4. Evaluation of the symptoms at first visit, PPI and NSAIDs intake, smoking and alcohol history, and diet by a questionnaire

All subjects responded to a questionnaire regarding their gastrointestinal symptoms, PPI and NSAIDs intake, alcohol consumption and smoking, and diet under the supervision of a well-trained interviewer soon after gastroscopy. In the case of PPI administration, the medicine and duration of intake were investigated. Symptoms (such as heartburn, acid regurgitation, chest pain, hoarseness, globus sensation, epigastric soreness, cough, dyspepsia, hematochezia, diarrhea, or no symptoms) at the time of the initial visit were chosen as the chief complaints. The dietary habits, such as salty and spicy food, were asked. Salty or spicy food was defined when the subjects added seasoning, such as salt or pepper.
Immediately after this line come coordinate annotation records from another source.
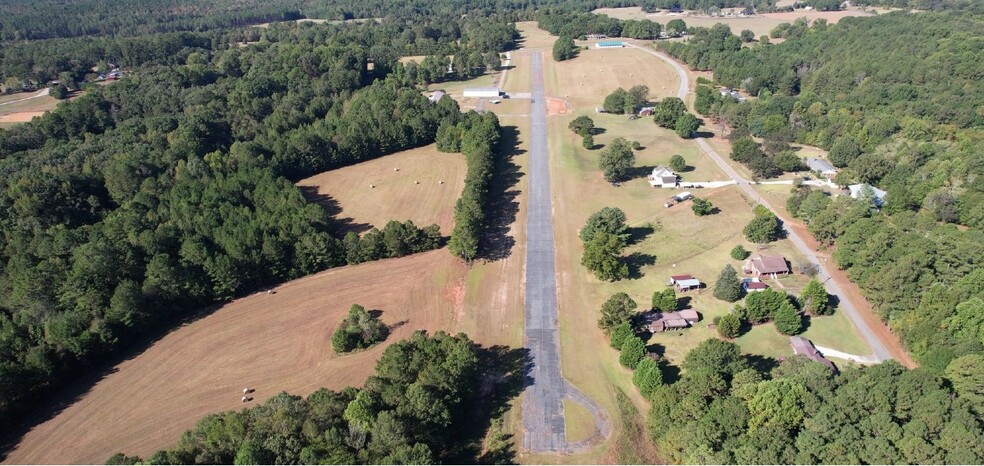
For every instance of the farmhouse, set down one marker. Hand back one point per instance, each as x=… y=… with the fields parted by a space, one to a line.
x=751 y=285
x=436 y=96
x=766 y=265
x=684 y=282
x=878 y=196
x=657 y=322
x=481 y=92
x=821 y=166
x=609 y=44
x=663 y=177
x=803 y=347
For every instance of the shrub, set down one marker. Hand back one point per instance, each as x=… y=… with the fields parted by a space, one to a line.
x=633 y=351
x=739 y=253
x=727 y=288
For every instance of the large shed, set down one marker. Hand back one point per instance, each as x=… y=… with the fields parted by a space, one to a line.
x=482 y=92
x=609 y=44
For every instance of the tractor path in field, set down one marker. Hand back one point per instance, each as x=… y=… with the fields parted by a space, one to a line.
x=546 y=388
x=883 y=344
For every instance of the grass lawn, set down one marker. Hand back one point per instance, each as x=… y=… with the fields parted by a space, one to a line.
x=578 y=422
x=759 y=24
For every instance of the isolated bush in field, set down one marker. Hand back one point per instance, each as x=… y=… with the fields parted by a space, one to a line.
x=359 y=330
x=677 y=163
x=728 y=287
x=582 y=125
x=620 y=333
x=647 y=376
x=633 y=351
x=739 y=253
x=788 y=320
x=701 y=207
x=616 y=160
x=616 y=311
x=729 y=325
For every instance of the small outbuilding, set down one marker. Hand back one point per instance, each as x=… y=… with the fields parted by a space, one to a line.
x=436 y=96
x=482 y=92
x=821 y=166
x=760 y=265
x=803 y=347
x=878 y=196
x=657 y=322
x=609 y=44
x=684 y=282
x=663 y=177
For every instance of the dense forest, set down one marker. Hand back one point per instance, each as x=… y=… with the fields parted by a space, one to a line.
x=726 y=408
x=418 y=408
x=896 y=100
x=170 y=189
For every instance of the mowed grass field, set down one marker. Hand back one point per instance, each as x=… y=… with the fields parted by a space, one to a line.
x=759 y=24
x=270 y=342
x=665 y=241
x=396 y=196
x=595 y=73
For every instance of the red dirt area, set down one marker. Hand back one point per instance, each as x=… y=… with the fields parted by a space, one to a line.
x=271 y=342
x=889 y=339
x=557 y=106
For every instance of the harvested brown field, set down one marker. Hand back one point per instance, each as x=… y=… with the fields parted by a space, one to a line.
x=396 y=195
x=586 y=80
x=270 y=342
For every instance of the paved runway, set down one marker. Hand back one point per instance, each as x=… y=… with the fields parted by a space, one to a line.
x=543 y=408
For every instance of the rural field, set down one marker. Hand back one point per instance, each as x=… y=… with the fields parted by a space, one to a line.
x=270 y=342
x=345 y=192
x=665 y=241
x=760 y=24
x=595 y=73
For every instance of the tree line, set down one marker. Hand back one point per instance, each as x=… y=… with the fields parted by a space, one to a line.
x=412 y=410
x=170 y=190
x=891 y=97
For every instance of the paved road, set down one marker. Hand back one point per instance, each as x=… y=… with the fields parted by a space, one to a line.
x=543 y=407
x=881 y=352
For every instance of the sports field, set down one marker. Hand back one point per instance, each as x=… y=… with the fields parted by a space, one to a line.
x=270 y=342
x=347 y=194
x=759 y=24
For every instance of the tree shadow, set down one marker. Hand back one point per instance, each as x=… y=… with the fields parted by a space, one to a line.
x=497 y=241
x=339 y=225
x=503 y=375
x=636 y=261
x=638 y=234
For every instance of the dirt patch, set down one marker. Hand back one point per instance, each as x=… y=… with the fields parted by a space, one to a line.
x=558 y=106
x=270 y=342
x=19 y=117
x=419 y=184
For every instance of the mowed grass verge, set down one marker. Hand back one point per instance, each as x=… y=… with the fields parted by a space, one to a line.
x=759 y=24
x=356 y=206
x=270 y=342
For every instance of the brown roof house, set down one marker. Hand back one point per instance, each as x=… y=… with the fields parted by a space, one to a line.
x=766 y=265
x=657 y=322
x=803 y=347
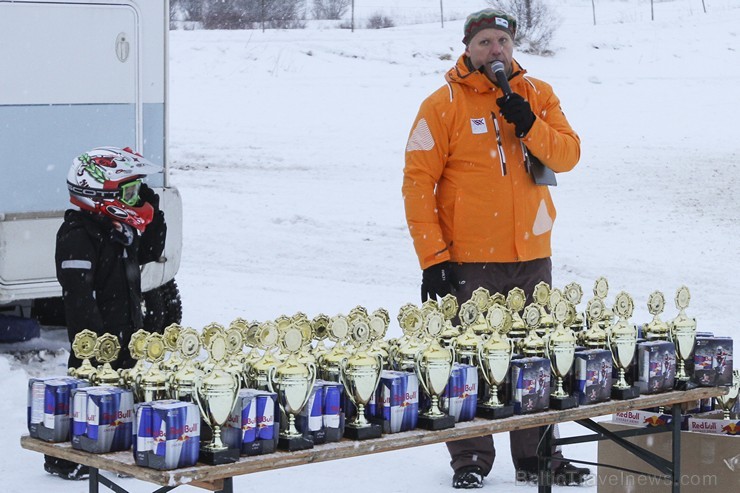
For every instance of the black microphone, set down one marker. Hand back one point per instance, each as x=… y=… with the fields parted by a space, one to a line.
x=500 y=72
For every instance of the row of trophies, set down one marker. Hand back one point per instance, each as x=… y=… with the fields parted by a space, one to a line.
x=288 y=354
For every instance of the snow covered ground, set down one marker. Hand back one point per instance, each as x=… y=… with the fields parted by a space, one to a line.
x=287 y=147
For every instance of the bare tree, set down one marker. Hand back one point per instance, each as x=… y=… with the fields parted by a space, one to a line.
x=535 y=24
x=329 y=9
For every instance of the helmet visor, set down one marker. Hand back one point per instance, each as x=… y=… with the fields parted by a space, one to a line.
x=129 y=194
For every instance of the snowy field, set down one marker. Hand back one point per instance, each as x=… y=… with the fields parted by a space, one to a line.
x=288 y=148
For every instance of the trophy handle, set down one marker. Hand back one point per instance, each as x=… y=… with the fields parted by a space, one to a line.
x=417 y=369
x=312 y=372
x=482 y=363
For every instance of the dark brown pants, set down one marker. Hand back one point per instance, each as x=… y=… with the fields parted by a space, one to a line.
x=498 y=278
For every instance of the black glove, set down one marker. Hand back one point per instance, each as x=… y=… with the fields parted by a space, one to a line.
x=436 y=280
x=515 y=109
x=146 y=194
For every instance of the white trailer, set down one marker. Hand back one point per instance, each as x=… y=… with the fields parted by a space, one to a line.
x=77 y=74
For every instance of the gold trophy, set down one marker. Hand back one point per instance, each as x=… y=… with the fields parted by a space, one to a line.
x=330 y=363
x=137 y=349
x=360 y=375
x=467 y=343
x=515 y=302
x=656 y=329
x=107 y=348
x=216 y=394
x=494 y=357
x=433 y=368
x=83 y=347
x=151 y=385
x=727 y=401
x=622 y=340
x=561 y=349
x=683 y=335
x=182 y=383
x=292 y=381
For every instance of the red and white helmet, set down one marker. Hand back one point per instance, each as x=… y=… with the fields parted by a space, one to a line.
x=106 y=180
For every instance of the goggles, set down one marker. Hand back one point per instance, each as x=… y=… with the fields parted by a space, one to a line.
x=129 y=193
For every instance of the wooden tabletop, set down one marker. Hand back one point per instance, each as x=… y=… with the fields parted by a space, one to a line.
x=211 y=477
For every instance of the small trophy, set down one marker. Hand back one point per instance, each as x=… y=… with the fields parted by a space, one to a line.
x=683 y=335
x=182 y=383
x=216 y=394
x=151 y=385
x=656 y=329
x=727 y=401
x=515 y=302
x=83 y=347
x=360 y=376
x=107 y=348
x=292 y=381
x=561 y=349
x=433 y=368
x=622 y=340
x=494 y=357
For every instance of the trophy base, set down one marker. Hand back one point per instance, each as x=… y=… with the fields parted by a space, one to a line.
x=216 y=457
x=560 y=403
x=684 y=385
x=435 y=422
x=494 y=412
x=292 y=444
x=362 y=433
x=624 y=394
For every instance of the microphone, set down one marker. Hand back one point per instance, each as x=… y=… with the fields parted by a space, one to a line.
x=498 y=70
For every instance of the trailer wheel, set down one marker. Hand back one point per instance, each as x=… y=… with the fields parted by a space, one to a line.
x=162 y=306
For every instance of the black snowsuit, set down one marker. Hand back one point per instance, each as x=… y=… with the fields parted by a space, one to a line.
x=98 y=267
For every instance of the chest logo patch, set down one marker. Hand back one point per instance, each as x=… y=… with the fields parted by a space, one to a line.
x=478 y=125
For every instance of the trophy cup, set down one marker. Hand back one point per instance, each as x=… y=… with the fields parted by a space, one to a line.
x=182 y=383
x=137 y=349
x=433 y=368
x=83 y=347
x=467 y=343
x=330 y=364
x=292 y=381
x=448 y=306
x=151 y=385
x=107 y=348
x=216 y=394
x=622 y=341
x=727 y=401
x=515 y=301
x=656 y=329
x=594 y=337
x=561 y=349
x=266 y=337
x=683 y=335
x=360 y=375
x=494 y=357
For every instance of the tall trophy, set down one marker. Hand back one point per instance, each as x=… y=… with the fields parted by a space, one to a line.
x=494 y=357
x=182 y=383
x=561 y=350
x=727 y=401
x=433 y=368
x=107 y=349
x=683 y=335
x=292 y=381
x=622 y=340
x=360 y=376
x=656 y=329
x=216 y=394
x=83 y=347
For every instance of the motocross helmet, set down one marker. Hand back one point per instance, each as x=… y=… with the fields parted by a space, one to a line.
x=106 y=180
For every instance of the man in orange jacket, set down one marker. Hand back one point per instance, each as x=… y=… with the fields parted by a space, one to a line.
x=474 y=211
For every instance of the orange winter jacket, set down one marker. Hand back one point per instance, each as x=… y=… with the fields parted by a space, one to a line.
x=467 y=194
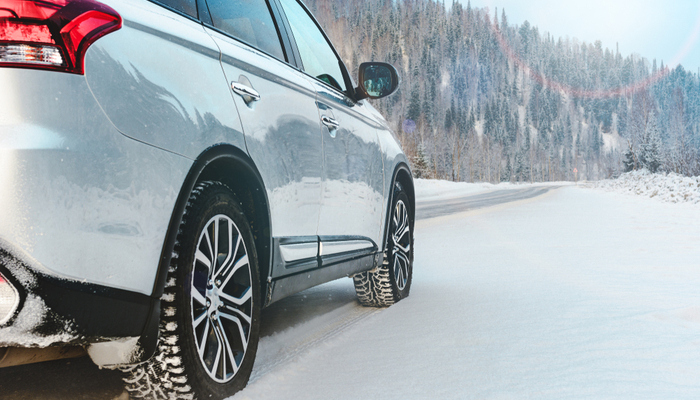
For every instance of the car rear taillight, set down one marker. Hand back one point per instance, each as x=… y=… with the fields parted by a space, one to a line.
x=52 y=34
x=9 y=300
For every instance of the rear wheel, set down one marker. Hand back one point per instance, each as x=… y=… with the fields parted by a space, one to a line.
x=391 y=281
x=210 y=309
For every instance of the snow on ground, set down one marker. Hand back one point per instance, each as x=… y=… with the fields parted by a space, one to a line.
x=432 y=189
x=435 y=189
x=578 y=294
x=670 y=187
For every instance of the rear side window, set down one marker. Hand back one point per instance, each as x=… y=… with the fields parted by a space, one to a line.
x=316 y=53
x=188 y=7
x=249 y=21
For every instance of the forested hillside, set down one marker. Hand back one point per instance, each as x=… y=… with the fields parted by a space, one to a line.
x=486 y=100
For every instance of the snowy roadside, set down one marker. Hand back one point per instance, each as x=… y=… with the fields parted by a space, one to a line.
x=670 y=187
x=580 y=294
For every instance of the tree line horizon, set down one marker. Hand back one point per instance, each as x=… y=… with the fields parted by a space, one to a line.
x=482 y=100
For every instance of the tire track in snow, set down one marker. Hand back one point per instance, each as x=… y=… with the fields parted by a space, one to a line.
x=281 y=348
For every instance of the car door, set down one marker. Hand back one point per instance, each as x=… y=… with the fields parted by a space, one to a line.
x=277 y=108
x=352 y=190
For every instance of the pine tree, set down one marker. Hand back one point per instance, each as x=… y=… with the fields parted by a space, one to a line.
x=650 y=150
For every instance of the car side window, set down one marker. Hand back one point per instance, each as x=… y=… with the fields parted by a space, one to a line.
x=317 y=55
x=188 y=7
x=249 y=21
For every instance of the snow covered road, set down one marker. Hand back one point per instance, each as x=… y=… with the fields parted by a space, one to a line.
x=575 y=294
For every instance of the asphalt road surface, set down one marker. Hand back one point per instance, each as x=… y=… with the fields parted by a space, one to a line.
x=79 y=379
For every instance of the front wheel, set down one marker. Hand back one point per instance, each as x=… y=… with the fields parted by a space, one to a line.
x=211 y=306
x=391 y=281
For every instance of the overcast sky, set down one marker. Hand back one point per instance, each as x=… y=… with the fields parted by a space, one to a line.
x=667 y=30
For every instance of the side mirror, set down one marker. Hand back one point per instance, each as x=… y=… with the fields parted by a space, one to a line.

5. Measurements of the serum gastrin concentration

The serum gastrin levels were measured using a radioimmunoassay method (Green Cross Medical Science Corp, Seoul, Korea). The normal values were 0–110 pg/mL.17 In this study, the serum gastrin levels were measured for most of the enrolled subjects except for two.

6. Statistical analysis

To analyze the correlations between the risk factors and each histologically classified multiple gastric polyp group, a chi-square test (Fisher's exact test) or Student's t-test, and a Mann-Whitney test were used for the categorical variables and continuous variables, respectively. Multiple logistic regression analysis was applied to reveal the relationship between the risk factors and each polyp group. p-values less than 0.05 were considered statistically significant. The OR with its 95% CI was used as a measure of an association. SPSS for windows version 19.0 (SPSS Inc., Chicago, IL, USA) was used for all statistical analyses.

RESULTS

1. Baseline characteristics

A total of 72 subjects diagnosed with multiple gastric polyp by endoscopy were enrolled during the study period. Twelve subjects were excluded from this study. Therefore, the pathologic results of 60 patients with FGPs or HP were obtained through a gastric biopsy. Their basic characteristics are summarized in Table 1. Two (3.33%) subjects took NSAIDs: one subject in the FGP group and one in the HP group.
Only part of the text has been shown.